Beefy Boxes and Bandwidth Generously Provided by pair Networks
The stupid question is the question not asked
 
PerlMonks  

Auto correct a csv file

by karthikAk (Initiate)
on Feb 18, 2014 at 09:26 UTC ( [id://1075301]=perlquestion: print w/replies, xml ) Need Help??

karthikAk has asked for the wisdom of the Perl Monks concerning the following question:

Sometimes the csv file will have broken records like below. It needs to be autocorrected.

Sample data 1

abcd,732656,20140211,20140202,

58461.10,C,INR,,,Settlement of purchase.,,1

sample data 2

abcd,732656,20140211,20140202

,58461.10,C,INR,,,Settlement of purchase.,,1

Below is the perl code that i'm using. This woud correct only in cases like in sample data 1. But not in sample data2. How to tweak the code such that it works in both cases?

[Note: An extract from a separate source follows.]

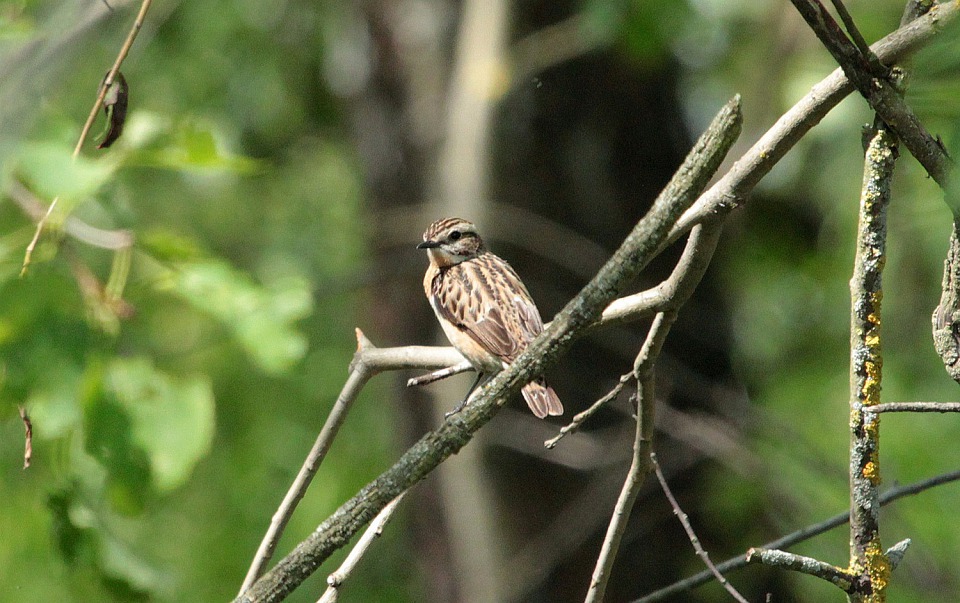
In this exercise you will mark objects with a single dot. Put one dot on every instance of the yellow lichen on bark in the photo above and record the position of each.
(871, 471)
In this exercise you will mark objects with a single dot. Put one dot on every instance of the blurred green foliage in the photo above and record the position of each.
(164, 440)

perl -pi.orig -e 's/,\r+\n//g;s/\n,/,/g' infile

Replies are listed 'Best First'.
Re: Auto correct a csv file
by graff (Chancellor) on Feb 19, 2014 at 01:56 UTC
    It took me a while to see what your problem is. You have some fields in your original csv file that contain embedded line breaks, but there's no quoting or escaping provided, so a "normal" CSV parse won't work very well.

    When a line ends with a comma, you're able to join it with the following line, by removing the line-break(s) after the comma. (But your regex does it wrong: it won't apply at all on LF-style data, it won't handle extra blank lines properly for CRLF-style data, and it removes the comma, which should be kept.)

    When a line begins with a comma, you want to join it to the previous line, but the previous line has already been processed and written to output, so it's too late to fix that.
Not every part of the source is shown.